Opportunities in a digital age

Digital ledgers without Blockchain

We have learned about ancient ledgers in the need to notarize section. The digital revolution has enabled humanity to process ledgers at unprecedented speed and scale. Interestingly, despite these advancements there are major challenges. Consider the following:

  • Information comes at almost no cost to copy
  • It is very difficult to prove that someone has manipulated or copied the information/data

A rogue actor could be deleting or adding digits to bank balances without others noticing it. Obviously those centralized ledgers are heavily protected against unauthorized access and sophisticated firewalls. Despite all efforts, costly attacks/manipulation do happen.

Digital ledgers with Blockchain

In the year of 2008, the advent of Bitcoin 🌟, a completely different approach was taken with blockchain technology. Instead of restricting copying and keeping the ledger at one protected centralized place, the strategy takes a 180° turn and endorses copying of data. Every participating node has a copy of the ledger and the data is publicly accessible. All transactions are validated by each and every node. A consensus mechanism and protocol ensures that rules are applied in how transactions are processed that modify the ledger.

A smart contract is not to be confused with a contract in the classical sense in law, but in blockchain a smart contract is a code of any computer program and visible to all users. It is executed as part of the decentralized blockchain protocol and once started, it cannot be stopped. Each smart contract has its own storage, which is basically its own ledger. Moreover, the code can define conditions and rules under which that ledger is manipulated in a decentralized fashion. This is a real gamechanger for creating trustless environments, because instead of a 3rd party writing to the ledger, it can be outsourced to a decentralized code doing that.

note

Transactions in the context of Tezos includes both: moving funds between accounts and the instruction to run the code in smart contracts.

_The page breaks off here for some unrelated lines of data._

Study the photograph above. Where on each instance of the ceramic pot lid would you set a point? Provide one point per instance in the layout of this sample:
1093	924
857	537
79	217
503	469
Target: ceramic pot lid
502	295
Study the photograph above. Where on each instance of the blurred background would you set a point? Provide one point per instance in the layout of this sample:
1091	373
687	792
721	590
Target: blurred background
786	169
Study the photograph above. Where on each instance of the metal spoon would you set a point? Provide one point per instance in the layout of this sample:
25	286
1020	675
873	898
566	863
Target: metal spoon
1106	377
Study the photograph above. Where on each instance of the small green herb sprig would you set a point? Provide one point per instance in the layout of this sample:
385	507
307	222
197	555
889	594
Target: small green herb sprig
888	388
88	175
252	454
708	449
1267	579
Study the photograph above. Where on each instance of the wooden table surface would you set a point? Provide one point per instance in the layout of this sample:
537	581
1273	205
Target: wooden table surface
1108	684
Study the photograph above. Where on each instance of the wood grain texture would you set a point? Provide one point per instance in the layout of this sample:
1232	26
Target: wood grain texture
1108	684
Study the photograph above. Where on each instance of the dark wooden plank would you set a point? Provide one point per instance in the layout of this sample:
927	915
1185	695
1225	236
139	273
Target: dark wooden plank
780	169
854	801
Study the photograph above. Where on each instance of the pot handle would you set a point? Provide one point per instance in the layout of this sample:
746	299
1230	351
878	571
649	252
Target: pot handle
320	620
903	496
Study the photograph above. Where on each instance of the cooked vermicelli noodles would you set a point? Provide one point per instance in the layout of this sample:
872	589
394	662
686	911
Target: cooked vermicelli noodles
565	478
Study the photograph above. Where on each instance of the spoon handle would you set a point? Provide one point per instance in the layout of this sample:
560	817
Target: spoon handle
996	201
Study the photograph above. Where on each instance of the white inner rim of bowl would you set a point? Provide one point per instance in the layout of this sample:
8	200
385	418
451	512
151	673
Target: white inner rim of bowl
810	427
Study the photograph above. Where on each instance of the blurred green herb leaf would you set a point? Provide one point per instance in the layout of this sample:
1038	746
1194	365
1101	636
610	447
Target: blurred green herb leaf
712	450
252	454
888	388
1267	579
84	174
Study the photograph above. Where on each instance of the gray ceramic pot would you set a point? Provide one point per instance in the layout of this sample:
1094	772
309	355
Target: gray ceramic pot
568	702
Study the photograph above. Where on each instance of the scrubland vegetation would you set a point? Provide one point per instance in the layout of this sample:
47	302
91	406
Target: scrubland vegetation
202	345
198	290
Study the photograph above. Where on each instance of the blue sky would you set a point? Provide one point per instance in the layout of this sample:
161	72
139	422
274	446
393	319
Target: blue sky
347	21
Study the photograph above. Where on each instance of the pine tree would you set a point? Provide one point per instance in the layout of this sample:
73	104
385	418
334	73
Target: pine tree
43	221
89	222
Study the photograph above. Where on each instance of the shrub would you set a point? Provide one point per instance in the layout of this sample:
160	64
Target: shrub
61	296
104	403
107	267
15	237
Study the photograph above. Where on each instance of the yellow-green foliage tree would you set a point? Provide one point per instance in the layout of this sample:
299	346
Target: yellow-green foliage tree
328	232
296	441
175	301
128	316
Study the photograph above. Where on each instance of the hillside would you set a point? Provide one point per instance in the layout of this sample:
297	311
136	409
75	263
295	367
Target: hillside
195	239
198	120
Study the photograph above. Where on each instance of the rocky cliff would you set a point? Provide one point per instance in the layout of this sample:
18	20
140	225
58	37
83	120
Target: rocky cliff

Notarization with Blockchain

The opportunity in the digital age is to use the blockchain's decentralized network and underlying technology instead of political authorities, such as notaries. One of the approaches to "blockchain notarization" is to time-stamp document fingerprints in the immutable blockchain ledger. Having said this, we will not stop with simple one-time transactions, but extend this approach by adding features that represent real world needs of notarization. In particular, we will enable multiple people to publicly sign, or conjointly agree about the document's fingerprint online and will define the rules of doing so in a smart contract.